How could you leave me, when I needed to possess you.

15 May

Kate Bush: Director’s Cut Album

She bewitched fans in the late seventies with her wild eyes, porcelain skin and bizarre vocals.

She won my heart when she spoke on Vegetarianism in an interview with Delia Smith saying: “I didn’t really know what to eat for a while so I just stuck with chocolate.”

Now Kate Bush is back, re-working some of her most famous songs after 20 years of The Sensual World album hitting the charts. It’s almost like a tongue in cheek gesture towards her ghostly alter ego in the Wuthering Heights video, “how could you leave me, when I needed to possess you?”

And the ghost of Kate’s musical past is more than welcomed; in an age where many wistfully play with feelings of nostalgia. We are living in a time where the economy and future of the country is unstable, and many yearn for the familiar. In the spirit of the recession, Bush has taken the term “mend and make do” whole heartedly.

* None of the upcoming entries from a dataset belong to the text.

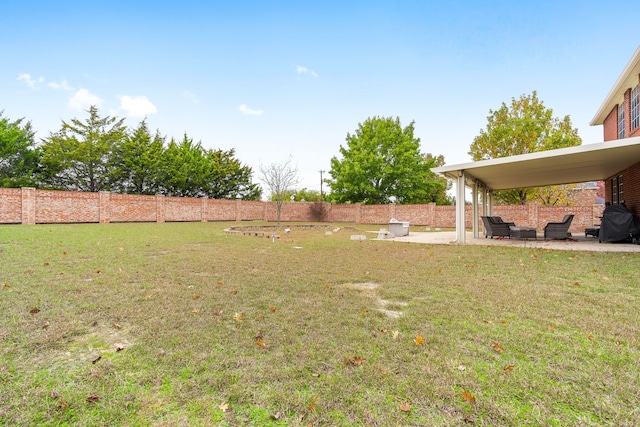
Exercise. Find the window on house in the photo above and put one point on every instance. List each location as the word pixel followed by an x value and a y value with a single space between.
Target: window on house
pixel 620 121
pixel 620 190
pixel 635 110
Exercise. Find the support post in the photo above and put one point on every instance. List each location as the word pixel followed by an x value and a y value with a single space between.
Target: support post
pixel 474 192
pixel 460 207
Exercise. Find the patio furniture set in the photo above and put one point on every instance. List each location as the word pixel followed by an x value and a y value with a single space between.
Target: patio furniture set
pixel 494 226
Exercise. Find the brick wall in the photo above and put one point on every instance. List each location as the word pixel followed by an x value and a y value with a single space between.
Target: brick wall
pixel 631 185
pixel 10 205
pixel 66 207
pixel 30 206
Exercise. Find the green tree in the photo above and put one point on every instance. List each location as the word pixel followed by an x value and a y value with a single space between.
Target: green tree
pixel 185 169
pixel 525 126
pixel 136 162
pixel 19 156
pixel 381 163
pixel 78 157
pixel 227 178
pixel 552 195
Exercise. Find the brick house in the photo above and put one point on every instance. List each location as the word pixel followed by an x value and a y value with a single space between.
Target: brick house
pixel 620 116
pixel 616 160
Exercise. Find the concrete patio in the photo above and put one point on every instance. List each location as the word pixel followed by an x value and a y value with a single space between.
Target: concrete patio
pixel 578 243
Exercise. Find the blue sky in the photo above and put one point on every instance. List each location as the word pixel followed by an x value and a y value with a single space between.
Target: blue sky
pixel 274 79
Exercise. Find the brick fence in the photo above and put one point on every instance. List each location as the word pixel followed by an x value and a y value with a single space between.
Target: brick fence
pixel 31 206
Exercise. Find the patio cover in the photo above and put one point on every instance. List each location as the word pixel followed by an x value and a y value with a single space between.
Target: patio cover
pixel 589 162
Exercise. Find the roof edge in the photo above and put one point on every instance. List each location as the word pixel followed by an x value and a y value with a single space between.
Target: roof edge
pixel 608 102
pixel 539 155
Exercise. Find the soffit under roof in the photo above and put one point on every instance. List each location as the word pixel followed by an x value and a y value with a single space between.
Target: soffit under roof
pixel 589 162
pixel 628 79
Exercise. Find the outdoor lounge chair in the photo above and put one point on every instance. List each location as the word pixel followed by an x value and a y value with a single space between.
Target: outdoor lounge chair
pixel 494 226
pixel 558 230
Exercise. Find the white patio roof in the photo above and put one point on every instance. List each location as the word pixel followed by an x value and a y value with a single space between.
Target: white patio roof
pixel 588 162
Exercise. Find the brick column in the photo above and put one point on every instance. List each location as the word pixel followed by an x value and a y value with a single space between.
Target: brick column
pixel 203 210
pixel 105 207
pixel 28 205
pixel 159 208
pixel 431 207
pixel 239 210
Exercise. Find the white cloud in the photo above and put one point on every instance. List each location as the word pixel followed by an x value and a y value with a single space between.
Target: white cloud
pixel 30 81
pixel 63 85
pixel 83 99
pixel 244 109
pixel 304 70
pixel 138 106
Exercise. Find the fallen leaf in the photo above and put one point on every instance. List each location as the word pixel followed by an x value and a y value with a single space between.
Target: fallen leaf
pixel 405 407
pixel 354 361
pixel 93 398
pixel 62 405
pixel 468 397
pixel 312 405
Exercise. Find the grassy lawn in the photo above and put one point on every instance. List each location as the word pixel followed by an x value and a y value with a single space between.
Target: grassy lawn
pixel 181 324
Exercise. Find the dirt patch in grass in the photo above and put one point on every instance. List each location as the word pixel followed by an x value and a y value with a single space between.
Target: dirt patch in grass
pixel 390 308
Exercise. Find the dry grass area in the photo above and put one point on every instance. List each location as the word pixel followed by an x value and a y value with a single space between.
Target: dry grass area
pixel 182 324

The re-working’s are a pick and mix of subtle and daring. Regardless of the fact that all of the songs are copies, Bush has every right to call the Director’s Cut her “new album”, as she throws new lyrics and sounds into the mixing bowl, spicing things up for both avid fans and new listeners.

Flower of the Mountain is a fascinating restoration of The Sensual World. For those who never managed to wade through James Joyce’s Ulysses this is a pleasing shortcut with remarkable results. Through intimate vocals, Bush harps out Molly Bloom’s soliloquy.

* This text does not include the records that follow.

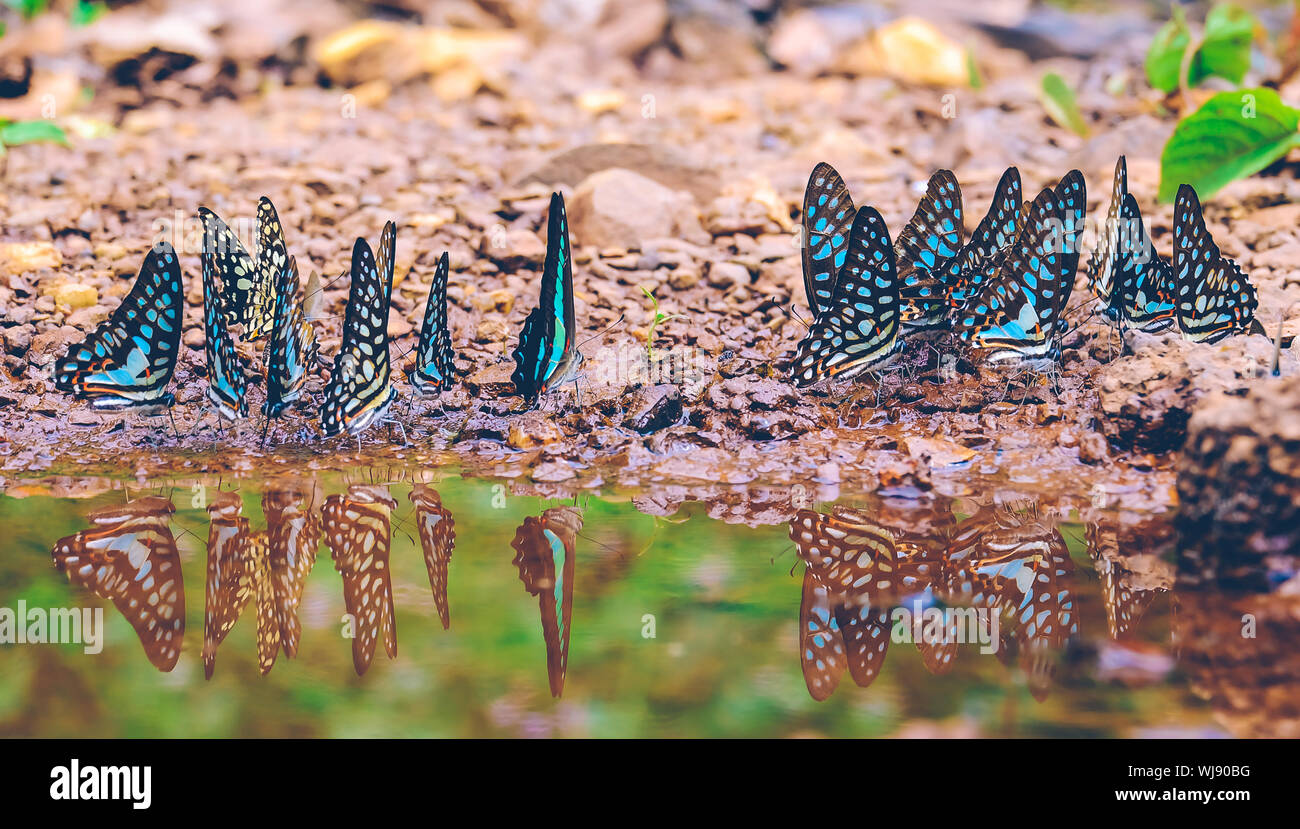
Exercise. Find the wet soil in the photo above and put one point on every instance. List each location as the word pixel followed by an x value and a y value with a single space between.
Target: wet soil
pixel 684 165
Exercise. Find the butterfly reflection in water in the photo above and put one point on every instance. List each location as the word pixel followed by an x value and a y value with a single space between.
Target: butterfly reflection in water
pixel 437 539
pixel 544 554
pixel 359 534
pixel 858 571
pixel 238 572
pixel 130 559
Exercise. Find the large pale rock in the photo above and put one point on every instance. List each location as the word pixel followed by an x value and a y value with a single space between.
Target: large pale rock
pixel 618 208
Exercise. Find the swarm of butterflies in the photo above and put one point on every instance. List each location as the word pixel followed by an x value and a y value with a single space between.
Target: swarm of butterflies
pixel 1002 291
pixel 128 361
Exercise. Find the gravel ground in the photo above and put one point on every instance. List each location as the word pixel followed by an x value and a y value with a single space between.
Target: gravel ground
pixel 683 153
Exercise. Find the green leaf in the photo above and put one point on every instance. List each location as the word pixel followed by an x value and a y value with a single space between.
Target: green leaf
pixel 1226 52
pixel 1223 52
pixel 1058 100
pixel 1230 137
pixel 86 12
pixel 31 131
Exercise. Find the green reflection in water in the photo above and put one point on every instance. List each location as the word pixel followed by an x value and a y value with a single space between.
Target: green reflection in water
pixel 723 603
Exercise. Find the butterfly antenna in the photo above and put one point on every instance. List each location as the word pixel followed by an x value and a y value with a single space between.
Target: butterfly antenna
pixel 607 329
pixel 789 311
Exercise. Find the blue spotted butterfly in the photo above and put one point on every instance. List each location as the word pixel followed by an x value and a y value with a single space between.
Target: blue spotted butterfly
pixel 1134 283
pixel 1014 316
pixel 359 390
pixel 858 330
pixel 979 257
pixel 226 382
pixel 293 346
pixel 247 286
pixel 546 356
pixel 827 220
pixel 924 251
pixel 1214 298
pixel 128 360
pixel 433 364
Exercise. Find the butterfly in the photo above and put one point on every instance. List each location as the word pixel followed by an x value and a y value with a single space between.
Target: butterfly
pixel 546 356
pixel 248 287
pixel 1013 560
pixel 238 572
pixel 827 220
pixel 1134 282
pixel 128 360
pixel 437 538
pixel 293 344
pixel 1013 318
pixel 226 382
pixel 359 390
pixel 924 250
pixel 433 355
pixel 293 537
pixel 1214 298
pixel 858 330
pixel 1125 603
pixel 129 558
pixel 358 532
pixel 979 257
pixel 844 617
pixel 545 555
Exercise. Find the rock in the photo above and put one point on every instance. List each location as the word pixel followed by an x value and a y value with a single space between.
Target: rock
pixel 661 164
pixel 727 274
pixel 653 408
pixel 52 344
pixel 492 381
pixel 531 430
pixel 514 248
pixel 73 296
pixel 27 256
pixel 683 280
pixel 1148 398
pixel 618 208
pixel 492 330
pixel 1239 485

Yet This Woman’s Work was almost like, “what did you do with Kate?” She lacks the youthful sincerity she had in the original, and sounds weary and constrained. She has her own home studio, and has managed to avoid having a producer for many years. Yet the keyboard notes sounds like something from a class for “beginners”, where someone has taken a particular liking to the dreadful ‘organ’ sound. It would have sounded far better for the minimal amount of keyboard sound to be played on a piano.

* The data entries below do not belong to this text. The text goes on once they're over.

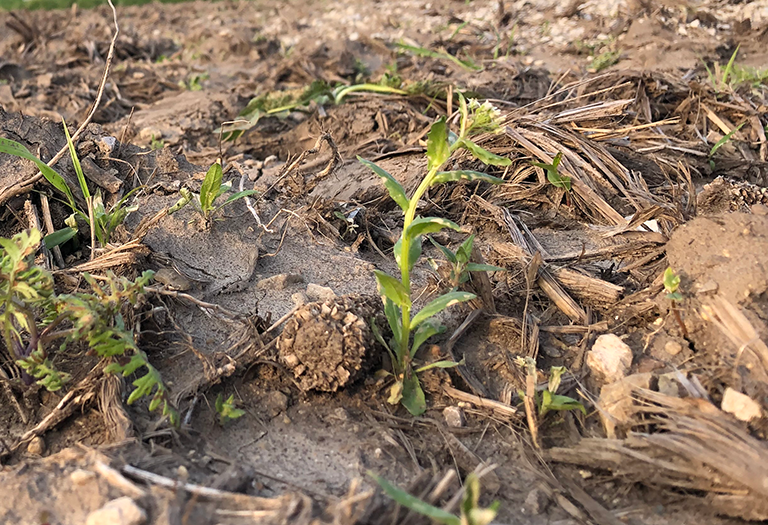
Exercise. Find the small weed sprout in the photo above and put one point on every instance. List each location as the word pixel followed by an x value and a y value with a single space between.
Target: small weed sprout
pixel 548 400
pixel 227 410
pixel 396 293
pixel 459 262
pixel 471 511
pixel 33 316
pixel 210 191
pixel 671 285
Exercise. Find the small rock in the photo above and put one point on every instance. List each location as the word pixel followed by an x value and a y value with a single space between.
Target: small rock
pixel 36 447
pixel 280 281
pixel 120 511
pixel 315 292
pixel 617 406
pixel 454 417
pixel 673 347
pixel 277 402
pixel 610 358
pixel 81 477
pixel 536 502
pixel 743 407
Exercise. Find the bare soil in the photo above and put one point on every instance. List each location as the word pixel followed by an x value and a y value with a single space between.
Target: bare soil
pixel 637 139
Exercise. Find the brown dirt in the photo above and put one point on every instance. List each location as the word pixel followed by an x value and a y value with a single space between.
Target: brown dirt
pixel 310 434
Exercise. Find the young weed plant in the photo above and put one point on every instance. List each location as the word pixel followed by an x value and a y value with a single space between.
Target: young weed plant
pixel 105 221
pixel 227 410
pixel 471 511
pixel 33 317
pixel 210 191
pixel 396 292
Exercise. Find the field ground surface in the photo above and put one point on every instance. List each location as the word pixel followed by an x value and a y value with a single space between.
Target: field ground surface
pixel 658 111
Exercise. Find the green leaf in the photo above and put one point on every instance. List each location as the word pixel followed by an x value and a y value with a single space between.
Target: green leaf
pixel 238 195
pixel 468 175
pixel 439 364
pixel 414 249
pixel 76 163
pixel 59 237
pixel 392 289
pixel 394 320
pixel 424 225
pixel 476 267
pixel 449 255
pixel 725 139
pixel 553 176
pixel 671 280
pixel 394 188
pixel 438 150
pixel 395 393
pixel 464 253
pixel 483 155
pixel 425 330
pixel 211 184
pixel 440 304
pixel 12 147
pixel 414 503
pixel 413 396
pixel 550 401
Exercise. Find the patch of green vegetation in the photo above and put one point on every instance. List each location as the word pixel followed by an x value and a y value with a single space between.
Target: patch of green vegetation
pixel 733 75
pixel 467 63
pixel 33 317
pixel 210 191
pixel 397 293
pixel 104 223
pixel 226 409
pixel 605 60
pixel 471 511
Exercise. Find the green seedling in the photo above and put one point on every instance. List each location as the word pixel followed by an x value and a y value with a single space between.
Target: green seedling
pixel 554 177
pixel 194 82
pixel 105 221
pixel 467 64
pixel 604 60
pixel 671 285
pixel 720 143
pixel 156 143
pixel 471 511
pixel 396 292
pixel 549 400
pixel 280 103
pixel 227 410
pixel 210 191
pixel 33 317
pixel 460 266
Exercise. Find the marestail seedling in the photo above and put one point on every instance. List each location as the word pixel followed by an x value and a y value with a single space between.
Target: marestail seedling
pixel 396 292
pixel 210 191
pixel 33 317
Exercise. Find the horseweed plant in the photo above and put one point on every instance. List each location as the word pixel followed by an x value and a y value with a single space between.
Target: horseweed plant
pixel 105 221
pixel 33 316
pixel 210 191
pixel 396 293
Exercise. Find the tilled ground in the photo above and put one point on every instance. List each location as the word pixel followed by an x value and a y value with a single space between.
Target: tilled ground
pixel 619 88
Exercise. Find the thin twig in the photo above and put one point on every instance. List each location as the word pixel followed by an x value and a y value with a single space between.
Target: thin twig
pixel 25 185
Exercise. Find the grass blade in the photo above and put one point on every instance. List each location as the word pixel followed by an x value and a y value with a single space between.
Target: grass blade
pixel 440 304
pixel 414 503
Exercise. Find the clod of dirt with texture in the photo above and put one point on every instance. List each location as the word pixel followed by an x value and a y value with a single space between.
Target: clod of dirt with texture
pixel 328 345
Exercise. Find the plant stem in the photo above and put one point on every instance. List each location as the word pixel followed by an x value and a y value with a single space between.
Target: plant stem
pixel 405 248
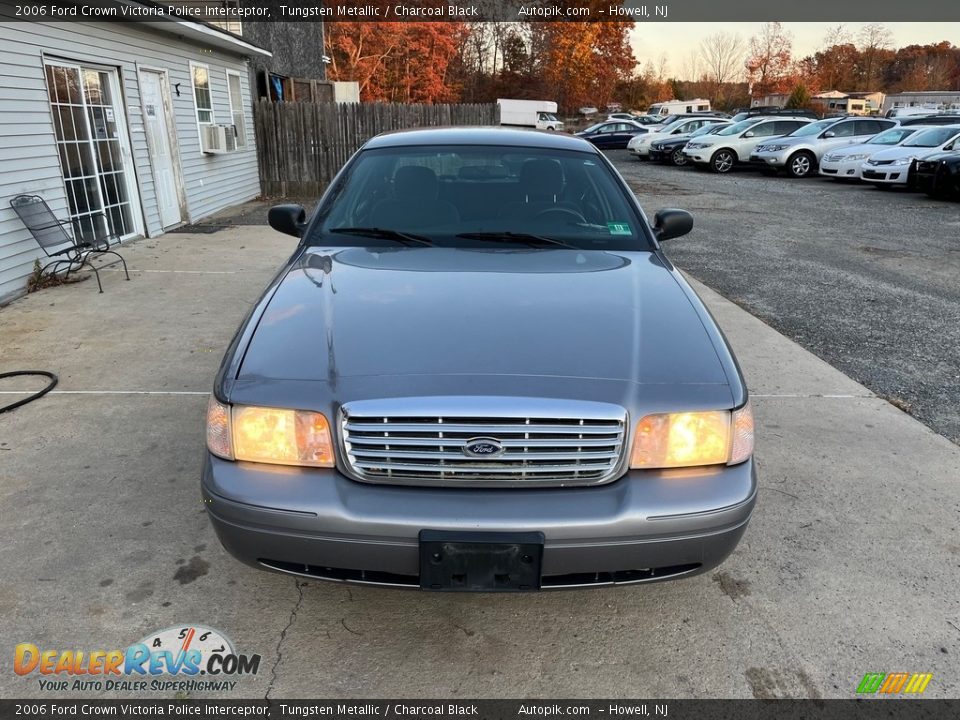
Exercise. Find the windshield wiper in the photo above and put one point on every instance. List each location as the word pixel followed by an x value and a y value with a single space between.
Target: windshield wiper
pixel 512 237
pixel 386 234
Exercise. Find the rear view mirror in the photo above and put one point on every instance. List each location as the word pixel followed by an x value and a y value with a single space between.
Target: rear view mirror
pixel 288 219
pixel 670 223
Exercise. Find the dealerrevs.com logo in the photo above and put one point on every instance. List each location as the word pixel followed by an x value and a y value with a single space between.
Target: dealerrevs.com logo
pixel 174 659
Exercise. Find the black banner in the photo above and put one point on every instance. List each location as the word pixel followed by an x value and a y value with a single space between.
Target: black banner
pixel 640 11
pixel 867 709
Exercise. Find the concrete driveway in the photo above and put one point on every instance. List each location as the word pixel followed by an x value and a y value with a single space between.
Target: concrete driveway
pixel 850 565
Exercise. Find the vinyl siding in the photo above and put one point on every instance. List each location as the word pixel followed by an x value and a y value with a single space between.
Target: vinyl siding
pixel 28 153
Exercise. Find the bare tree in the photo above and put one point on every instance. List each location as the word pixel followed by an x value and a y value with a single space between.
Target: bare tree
pixel 770 56
pixel 722 54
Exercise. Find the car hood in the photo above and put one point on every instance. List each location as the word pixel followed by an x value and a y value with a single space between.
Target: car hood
pixel 900 151
pixel 429 312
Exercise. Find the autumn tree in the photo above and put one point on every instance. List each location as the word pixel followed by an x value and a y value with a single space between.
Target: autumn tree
pixel 875 43
pixel 722 55
pixel 397 62
pixel 769 59
pixel 799 99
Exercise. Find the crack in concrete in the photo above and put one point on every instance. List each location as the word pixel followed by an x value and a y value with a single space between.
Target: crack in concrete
pixel 283 636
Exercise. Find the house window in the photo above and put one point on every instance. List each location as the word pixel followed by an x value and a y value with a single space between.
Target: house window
pixel 201 93
pixel 234 89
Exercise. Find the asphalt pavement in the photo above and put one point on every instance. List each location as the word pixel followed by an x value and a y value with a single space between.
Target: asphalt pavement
pixel 868 280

The heartbreaking original, along with the devastating video of a man waiting for his dying wife in a hospital waiting room, had many moved to tears. It’s been used countless times in films and television, and perhaps Kate is making a conscious effort to move away from the repetition.

Yet who could have imagined 20 years ago that a wild woman wearing a leotard would capture the hearts of many. I recall the first time I heard Wuthering Heights; a brave entrant was imitating Bush’s weird warbling on Stars In Your Eyes. Frankly, I thought it was rather strange. I never would have thought I’d be winning a bottle of cheap champagne ten years later as I imitated it myself in a village karaoke contest. So maybe this one is a grower.

As a whole, the songs are warmer than their originals, with a more reflective tone. The good thing is, if you’re not a fan of the remakes, there are always the originals.